[Pgpool-hackers] Replication node failure == aborted transaction... bug?

Thu Feb 4 14:04:33 UTC 2010

> > Yeah, it's desirable but pretty hard to implement.
> > 
> > For example, consider load balanced SELECT. If a node goes offline
> > while SELECT result is being returned to frontend, pgpool needs to
> > remember all the rows which it has been already received and restart
> > the transmission from the point against the different node.
> 
> Indeed, that'd be pretty complicated to do.  But i think there are some
> specific cases that would be less complicated to catch:
> 
>  * a SELECT is load balanced to a node that is offline (i.e. the write
>    to the backend with teh query packet fails before any response is
>    recieved).
>  * an UPDATE or INSERT succeeds on the master node but fails on one or more
>    replication nodes (i.e. they are detected as out of sync and failed).
>  * an UPDATE or INSERT fails on the master node before any response is
>    recieved (similar to the first case), such that the "mastership" is
>    transferred to another node.
> 
> I'd think that in all of these cases it'd wouldn't be unreasonable to
> transparently catch it and hide it from the frontend, what do you think?

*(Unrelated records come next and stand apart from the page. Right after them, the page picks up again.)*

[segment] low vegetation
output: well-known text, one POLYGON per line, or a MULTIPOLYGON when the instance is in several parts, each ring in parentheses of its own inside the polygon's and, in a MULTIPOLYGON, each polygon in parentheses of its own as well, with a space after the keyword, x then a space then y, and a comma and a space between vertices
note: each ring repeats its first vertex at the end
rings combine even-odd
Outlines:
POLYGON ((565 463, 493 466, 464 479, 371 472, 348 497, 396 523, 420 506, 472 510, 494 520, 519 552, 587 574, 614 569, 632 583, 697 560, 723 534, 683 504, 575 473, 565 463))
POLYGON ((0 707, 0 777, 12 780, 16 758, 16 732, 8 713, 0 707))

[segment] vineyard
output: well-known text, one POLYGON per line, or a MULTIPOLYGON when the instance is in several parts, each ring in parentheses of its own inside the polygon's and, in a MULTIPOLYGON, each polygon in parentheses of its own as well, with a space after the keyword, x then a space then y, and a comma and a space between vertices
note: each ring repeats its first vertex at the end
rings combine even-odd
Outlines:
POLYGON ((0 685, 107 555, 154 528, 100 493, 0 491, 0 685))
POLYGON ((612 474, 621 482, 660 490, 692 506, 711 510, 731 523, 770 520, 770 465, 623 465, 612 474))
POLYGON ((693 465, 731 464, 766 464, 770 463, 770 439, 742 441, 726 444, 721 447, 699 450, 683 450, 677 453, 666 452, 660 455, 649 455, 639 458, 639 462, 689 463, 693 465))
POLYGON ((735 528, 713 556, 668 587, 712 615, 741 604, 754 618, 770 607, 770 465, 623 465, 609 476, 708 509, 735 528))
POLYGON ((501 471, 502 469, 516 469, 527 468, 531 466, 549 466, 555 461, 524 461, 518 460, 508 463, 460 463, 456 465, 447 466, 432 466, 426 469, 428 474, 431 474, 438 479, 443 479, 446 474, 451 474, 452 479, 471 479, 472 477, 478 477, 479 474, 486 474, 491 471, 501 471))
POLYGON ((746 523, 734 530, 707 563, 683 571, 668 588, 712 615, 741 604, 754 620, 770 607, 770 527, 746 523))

Agreed. But at the same time we need to think about an interfere with
health checking. Apparently upon those conditions the health checking
will detect backend failure and the failover process starts. Currently
it terminates all child processes thus all live sessions between
frontend and pgpool are killed. We need to change it not to simply
terminate, instead to trigger a flag which suggests that backend goes
down.
--
Tatsuo Ishii
SRA OSS, Inc. Japan
English: http://www.sraoss.co.jp/index_en.php
Japanese: http://www.sraoss.co.jp